Harum cokelat memikat investor



JAKARTA. Industri pengolahan biji cokelat makin seksi. Penerapan bea keluar (BK) biji kakao mulai April 2010 berhasil mendongkrak investasi baru pada industri kakao dan cokelat dalam negeri.

Asosiasi Industri Kakao Indonesia (AIKI) memperkirakan, setahun terakhir paling tidak ada US$ 158,07 juta investasi baru dari 14 perusahaan pengolahan kakao. "Investasi ini juga berhasil menyediakan lapangan kerja bagi masyarakat," kata Piter Jasman, Ketua Umum AIKI kepada KONTAN, Jumat (24/6).

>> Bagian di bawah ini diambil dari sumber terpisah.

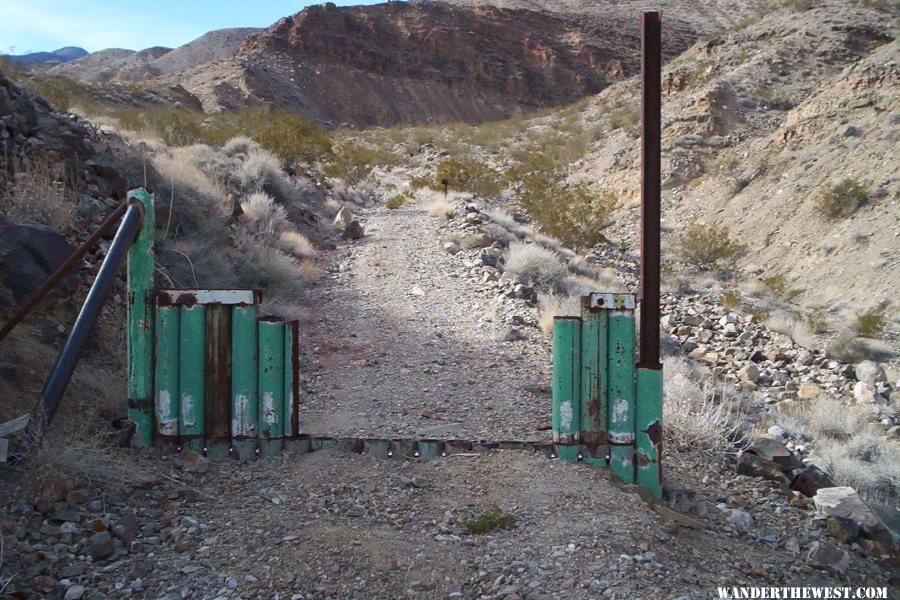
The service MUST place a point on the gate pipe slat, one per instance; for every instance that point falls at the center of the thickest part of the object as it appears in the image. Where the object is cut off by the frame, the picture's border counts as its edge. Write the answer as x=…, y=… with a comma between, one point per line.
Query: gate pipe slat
x=166, y=384
x=271, y=386
x=141, y=264
x=217, y=410
x=621, y=393
x=68, y=357
x=566, y=408
x=593, y=383
x=192, y=376
x=648, y=429
x=244, y=381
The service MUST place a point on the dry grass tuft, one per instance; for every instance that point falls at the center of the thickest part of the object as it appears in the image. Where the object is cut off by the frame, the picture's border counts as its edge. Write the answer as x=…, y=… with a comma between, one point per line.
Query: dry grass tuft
x=698, y=412
x=39, y=191
x=535, y=266
x=441, y=208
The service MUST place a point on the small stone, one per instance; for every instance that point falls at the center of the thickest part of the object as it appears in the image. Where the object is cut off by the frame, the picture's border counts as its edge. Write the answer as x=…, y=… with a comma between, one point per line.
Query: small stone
x=870, y=372
x=829, y=557
x=749, y=373
x=76, y=592
x=100, y=545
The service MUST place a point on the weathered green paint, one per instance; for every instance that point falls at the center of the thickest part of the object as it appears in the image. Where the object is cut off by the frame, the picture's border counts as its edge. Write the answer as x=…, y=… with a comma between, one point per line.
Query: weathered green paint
x=140, y=323
x=244, y=381
x=566, y=408
x=429, y=449
x=378, y=448
x=192, y=376
x=648, y=429
x=289, y=374
x=593, y=383
x=271, y=386
x=621, y=393
x=166, y=384
x=217, y=410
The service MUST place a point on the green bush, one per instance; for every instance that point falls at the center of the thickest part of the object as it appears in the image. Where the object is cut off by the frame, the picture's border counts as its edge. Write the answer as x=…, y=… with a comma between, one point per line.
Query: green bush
x=490, y=521
x=871, y=322
x=709, y=246
x=841, y=200
x=467, y=175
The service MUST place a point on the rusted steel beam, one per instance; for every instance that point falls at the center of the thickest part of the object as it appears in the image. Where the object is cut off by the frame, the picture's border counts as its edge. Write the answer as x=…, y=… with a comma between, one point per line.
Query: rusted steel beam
x=68, y=356
x=218, y=380
x=651, y=144
x=64, y=268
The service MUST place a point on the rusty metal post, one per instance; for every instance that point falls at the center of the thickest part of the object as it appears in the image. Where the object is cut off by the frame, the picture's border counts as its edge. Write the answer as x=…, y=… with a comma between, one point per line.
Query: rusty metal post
x=291, y=385
x=651, y=133
x=649, y=381
x=217, y=413
x=141, y=265
x=68, y=356
x=63, y=269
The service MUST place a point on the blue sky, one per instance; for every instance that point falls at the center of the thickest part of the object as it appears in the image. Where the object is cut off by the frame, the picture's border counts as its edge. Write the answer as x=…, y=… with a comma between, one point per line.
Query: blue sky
x=41, y=25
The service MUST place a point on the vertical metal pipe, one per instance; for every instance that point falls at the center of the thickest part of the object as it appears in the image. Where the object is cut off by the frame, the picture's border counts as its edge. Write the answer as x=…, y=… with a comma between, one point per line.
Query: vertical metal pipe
x=621, y=393
x=68, y=357
x=141, y=263
x=271, y=385
x=217, y=410
x=244, y=381
x=648, y=429
x=651, y=144
x=291, y=384
x=566, y=407
x=166, y=384
x=192, y=376
x=593, y=382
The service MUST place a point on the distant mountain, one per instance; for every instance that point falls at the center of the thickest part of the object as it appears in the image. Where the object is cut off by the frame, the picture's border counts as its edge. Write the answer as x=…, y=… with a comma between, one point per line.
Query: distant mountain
x=124, y=65
x=30, y=60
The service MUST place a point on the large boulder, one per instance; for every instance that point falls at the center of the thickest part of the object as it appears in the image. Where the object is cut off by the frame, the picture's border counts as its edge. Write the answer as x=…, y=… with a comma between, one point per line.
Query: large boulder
x=29, y=254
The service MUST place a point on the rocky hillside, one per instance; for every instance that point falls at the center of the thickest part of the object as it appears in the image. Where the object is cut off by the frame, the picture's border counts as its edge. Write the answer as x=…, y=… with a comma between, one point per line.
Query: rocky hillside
x=758, y=128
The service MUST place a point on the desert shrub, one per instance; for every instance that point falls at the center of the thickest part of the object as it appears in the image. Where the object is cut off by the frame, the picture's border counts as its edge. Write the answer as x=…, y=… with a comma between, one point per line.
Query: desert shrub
x=866, y=461
x=730, y=299
x=398, y=200
x=421, y=182
x=259, y=266
x=871, y=323
x=262, y=218
x=779, y=286
x=353, y=162
x=573, y=214
x=535, y=266
x=698, y=412
x=489, y=521
x=469, y=175
x=441, y=208
x=626, y=118
x=296, y=244
x=39, y=190
x=709, y=246
x=841, y=199
x=239, y=144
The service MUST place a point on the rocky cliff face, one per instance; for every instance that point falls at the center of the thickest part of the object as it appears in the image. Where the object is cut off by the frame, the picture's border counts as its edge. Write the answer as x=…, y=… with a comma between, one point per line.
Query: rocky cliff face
x=424, y=62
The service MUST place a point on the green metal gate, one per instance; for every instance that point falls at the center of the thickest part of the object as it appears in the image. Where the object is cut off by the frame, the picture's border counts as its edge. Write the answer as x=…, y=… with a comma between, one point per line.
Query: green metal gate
x=607, y=410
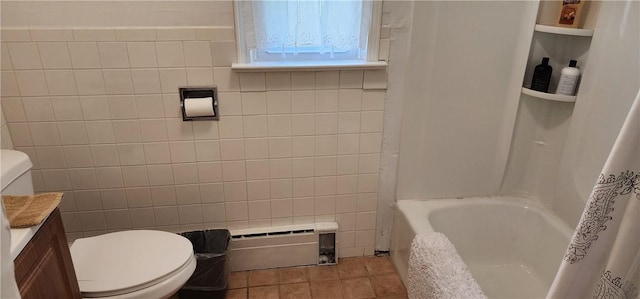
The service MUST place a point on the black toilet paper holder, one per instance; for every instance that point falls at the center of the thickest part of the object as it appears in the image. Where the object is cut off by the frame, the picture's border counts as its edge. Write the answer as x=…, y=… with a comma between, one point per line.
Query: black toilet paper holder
x=199, y=92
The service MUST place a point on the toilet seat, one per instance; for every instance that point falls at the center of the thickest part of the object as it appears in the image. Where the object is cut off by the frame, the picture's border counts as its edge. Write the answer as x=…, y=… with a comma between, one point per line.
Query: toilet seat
x=123, y=263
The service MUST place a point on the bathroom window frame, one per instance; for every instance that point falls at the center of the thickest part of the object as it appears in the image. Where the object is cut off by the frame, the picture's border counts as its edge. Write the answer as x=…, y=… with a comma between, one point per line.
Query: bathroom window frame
x=371, y=62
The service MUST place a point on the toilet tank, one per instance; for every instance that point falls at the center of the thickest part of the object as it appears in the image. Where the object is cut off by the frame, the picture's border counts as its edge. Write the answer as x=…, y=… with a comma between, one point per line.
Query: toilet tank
x=16, y=173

Menteri Perindustrian, MS Hidayat menjelaskan, investasi baru ini telah menambah kapasitas pabrik menjadi 430.950 ton. Jumlah ini meningkat 57,9% dari 272.875 ton tahun lalu. Investasi baru itu juga ikut mengerek kapasitas terpasang industri pengolahan kakao nasional tahun ini menjadi 689.750 ton. Kapasitas ini meningkat 29,7% dari kapasitas tahun lalu yang sebesar 531.675 ton. "Penerapan BK membuat industri yang sebelumnya mati suri kini bangkit," kata Hidayat.


Selain mendorong pabrikan lokal, menurutnya penerapan BK juga berhasil mengundang investor asing. Ambil contoh PT Asia Cocoa Indonesia yang baru mendirikan pabrik di Batam.

Ekspor turun

Di sisi lain, BK pun berhasil menekan ekspor biji kakao. Data Kementerian Perindustrian menunjukan, volume ekspor biji kakao tahun 2010 turun 2% dari 439.300 ton menjadi 432.426 ton.

Namun, meski volume ekspor menurun, tapi harga kakao yang meningkat membuat nilai ekspor kakao tetap melejit. Tahun lalu, nilai ekspor kakao mencapai US$ 1,19 miliar, tumbuh 10% dari US$ 1,09 miliar pada tahun 2009.

Sebaliknya, volume ekspor kakao olahan mengalami peningkatan sebesar 26% dari 81.993 ton pada tahun 2009 menjadi 103.055 ton tahun lalu. Praktis hal ini membuat nilai ekspor pengolahan kakao juga membumbung 38%.

Wajar saja bila pemerintah giat menggenjot investasi pengolahan kakao. Sebab, International Cocoa Organization (ICCO) mencatat Indonesia sebagai produsen kakao terbesar ketiga di dunia. Tahun lalu produksi kakao Indonesia mencapai 550.000 ton.

Indonesia hanya kalah dari Pantai Gading yang memproduksi 1,24 juta ton dan Ghana 632.000 ton. Sayangnya, sebagian besar biji kakao Indonesia masih diekspor. Sementara yang diolah di dalam negeri hanya 28%. "Agar pengolahan kakao terus tumbuh, kami juga tengah menyiapkan revisi PP No. 62/2008 tentang Insentif Pajak Penghasilan," lanjut Hidayat.

Setali tiga uang, Piter pun optimistis investasi kakao terus bertumbuh. Buktinya, beberapa investor asing sudah menyatakan minatnya membangun pabrik kakao tahun 2012. Investasi baru itu di antaranya pembangunan pabrik pengolahan berkapasitas 30.000 ton per tahun di

Surabaya oleh investor Malaysia dan pabrik berkapasitas 60.000 ton per tahun oleh investor Swiss. "Peningkatan investasi ini seiring dengan konsumsi kakao dunia yang meningkat 5% per tahun," papar Piter. Ia pun memprediksi, produksi kakao nasional tahun 2014 akan mencapai 1,2 juta ton.